An Economist cover story a few years ago called Africa "The Hopeless Continent". I ain't arguing.

Posted by damian at 05:56 PM | Comments (1)

What liberal media?

A Freudian slip from BBC anchor James Naughtie:

THE BBC’s reputation for fair and balanced reporting was at risk last night after top broadcaster James Naughtie blurted out his pro-Labour sympathies.

In a live chat with ex-Treasury chief Ed Balls — weeks before the May 5 election — he asked: “If WE win the election, does Gordon Brown remain Chancellor?”

He struggled to recover, saying: “If YOU win the election.”

The blunder came on Radio 4’s flagship Today programme. Mr Naughtie has frequently given Conservatives a rough ride in interviews while apparently giving Labour frontmen an easy time.

Yeah, this story's in The Sun, which is defiantly biased in the other direction. But Britons aren't forced to pay for it, either.

Posted by damian at 02:01 PM | Comments (4)

Bloggers n' booze

Photos of the Toronto blog bash can be found here. And Michael Kelemen has a slightly embellished roundup.

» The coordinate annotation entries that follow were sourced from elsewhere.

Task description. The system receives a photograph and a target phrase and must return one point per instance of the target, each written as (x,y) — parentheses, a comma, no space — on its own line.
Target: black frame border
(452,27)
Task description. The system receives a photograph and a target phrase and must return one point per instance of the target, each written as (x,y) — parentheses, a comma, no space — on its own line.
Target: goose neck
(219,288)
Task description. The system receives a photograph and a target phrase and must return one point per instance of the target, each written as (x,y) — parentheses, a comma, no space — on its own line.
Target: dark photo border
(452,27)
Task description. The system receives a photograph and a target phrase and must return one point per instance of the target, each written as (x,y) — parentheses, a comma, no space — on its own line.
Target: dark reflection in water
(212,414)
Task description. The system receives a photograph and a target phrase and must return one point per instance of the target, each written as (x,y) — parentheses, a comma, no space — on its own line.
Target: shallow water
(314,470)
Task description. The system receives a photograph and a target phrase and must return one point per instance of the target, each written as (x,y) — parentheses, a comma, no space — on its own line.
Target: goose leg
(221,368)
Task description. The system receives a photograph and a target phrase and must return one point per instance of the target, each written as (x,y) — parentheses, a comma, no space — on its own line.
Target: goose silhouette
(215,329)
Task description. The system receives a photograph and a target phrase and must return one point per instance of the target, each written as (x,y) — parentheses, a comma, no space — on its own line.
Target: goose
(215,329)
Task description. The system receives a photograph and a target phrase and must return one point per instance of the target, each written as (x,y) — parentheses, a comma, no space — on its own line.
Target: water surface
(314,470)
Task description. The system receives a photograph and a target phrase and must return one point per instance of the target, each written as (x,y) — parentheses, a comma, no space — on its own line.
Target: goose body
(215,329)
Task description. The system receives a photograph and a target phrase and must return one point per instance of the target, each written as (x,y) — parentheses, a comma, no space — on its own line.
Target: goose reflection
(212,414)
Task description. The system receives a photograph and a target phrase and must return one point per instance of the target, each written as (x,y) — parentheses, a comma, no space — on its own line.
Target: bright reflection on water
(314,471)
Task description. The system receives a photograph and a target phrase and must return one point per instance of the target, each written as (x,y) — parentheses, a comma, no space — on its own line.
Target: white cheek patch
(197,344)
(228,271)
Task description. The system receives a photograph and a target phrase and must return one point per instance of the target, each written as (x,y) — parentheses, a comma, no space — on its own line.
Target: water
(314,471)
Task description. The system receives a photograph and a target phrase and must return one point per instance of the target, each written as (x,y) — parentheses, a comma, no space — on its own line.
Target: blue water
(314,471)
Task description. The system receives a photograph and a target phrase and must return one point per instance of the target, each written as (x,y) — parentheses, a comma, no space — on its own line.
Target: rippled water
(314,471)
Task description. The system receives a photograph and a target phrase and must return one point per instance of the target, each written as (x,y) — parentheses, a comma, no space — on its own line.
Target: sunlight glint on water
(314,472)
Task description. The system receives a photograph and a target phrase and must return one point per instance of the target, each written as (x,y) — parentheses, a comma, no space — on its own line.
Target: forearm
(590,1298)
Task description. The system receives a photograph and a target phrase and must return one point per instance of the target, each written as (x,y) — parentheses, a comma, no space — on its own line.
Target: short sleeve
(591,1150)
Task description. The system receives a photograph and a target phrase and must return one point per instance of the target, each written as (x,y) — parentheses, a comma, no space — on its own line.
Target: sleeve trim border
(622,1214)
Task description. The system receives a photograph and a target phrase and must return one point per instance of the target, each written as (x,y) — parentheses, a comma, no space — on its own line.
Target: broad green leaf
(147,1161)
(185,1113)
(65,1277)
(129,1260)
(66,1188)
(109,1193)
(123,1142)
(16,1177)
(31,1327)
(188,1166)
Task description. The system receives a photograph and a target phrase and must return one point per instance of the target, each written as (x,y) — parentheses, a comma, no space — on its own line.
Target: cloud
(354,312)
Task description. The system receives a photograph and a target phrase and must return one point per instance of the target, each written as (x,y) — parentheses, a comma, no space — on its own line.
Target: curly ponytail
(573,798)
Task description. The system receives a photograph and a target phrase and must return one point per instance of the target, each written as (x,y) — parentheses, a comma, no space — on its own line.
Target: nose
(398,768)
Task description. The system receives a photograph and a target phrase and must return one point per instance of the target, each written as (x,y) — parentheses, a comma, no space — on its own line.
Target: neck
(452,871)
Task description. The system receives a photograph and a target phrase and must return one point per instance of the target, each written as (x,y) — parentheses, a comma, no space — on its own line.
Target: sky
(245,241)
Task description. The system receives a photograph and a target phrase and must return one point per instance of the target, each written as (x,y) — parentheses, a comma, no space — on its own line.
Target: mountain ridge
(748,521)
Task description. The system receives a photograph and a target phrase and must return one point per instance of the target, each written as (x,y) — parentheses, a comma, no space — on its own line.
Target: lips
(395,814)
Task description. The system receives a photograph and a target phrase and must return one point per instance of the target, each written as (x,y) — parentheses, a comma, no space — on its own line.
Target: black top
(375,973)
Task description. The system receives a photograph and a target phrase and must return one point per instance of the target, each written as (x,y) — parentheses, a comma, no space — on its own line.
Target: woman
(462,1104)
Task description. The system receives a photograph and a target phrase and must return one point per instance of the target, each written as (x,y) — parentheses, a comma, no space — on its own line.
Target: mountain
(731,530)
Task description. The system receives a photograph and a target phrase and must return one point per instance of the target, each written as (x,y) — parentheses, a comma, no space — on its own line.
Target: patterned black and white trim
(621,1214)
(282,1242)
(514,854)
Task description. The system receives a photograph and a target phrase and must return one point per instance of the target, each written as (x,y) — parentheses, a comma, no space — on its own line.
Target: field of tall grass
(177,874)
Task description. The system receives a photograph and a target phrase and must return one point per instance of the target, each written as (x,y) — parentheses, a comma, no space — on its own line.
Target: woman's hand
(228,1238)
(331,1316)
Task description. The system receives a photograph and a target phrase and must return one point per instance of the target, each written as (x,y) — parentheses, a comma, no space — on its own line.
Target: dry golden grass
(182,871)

Yes, that Antonia Zerbisias actually showed up. (It's pronounced "An-to-NEE-a", by the way.) Made it out alive, too. (See? We're not such nasty people after all.)

Bob Tarantino, Zerb, and me:

Toronto 005 small.JPG

Bruce Rolston, some guy whose name I've forgotten (sorry!), Kathy Shaidle's boyfriend Arnie, David Janes, Kathy Shaidle and Bob Tarantino's girlfriend (Heather, I think. I'm horrible with names):

Toronto 001 small.JPG

Someone else whose name I've forgotten (sorry again!), Michael Kelemen, Anthony from the Meatriarchy, Zerb, Tom Forsyth and Mike Brock:

Toronto 003 small.JPG

Mike Brock, unknown hiding person, Nick Packwood, Debbye ("American in T.O.), moi, and Damian Brooks:

Toronto 007 small.JPG

Do we look anything like you expected?

Posted by damian at 01:28 PM | Comments (6)

Snowed in

Good news: I'm back from my trip. Bad news: in addition to having to go to work today, my driveway is covered in snow up to my waist.

Looks like I'll be using all my free time to shovel out today. At least I'll be able to tell my grandkids one of these "in my day, we had to walk 8 miles to school in snow right up to your waist" stories, and not be a complete liar about it.

Update: screw this. I'm getting someone to come plow it out.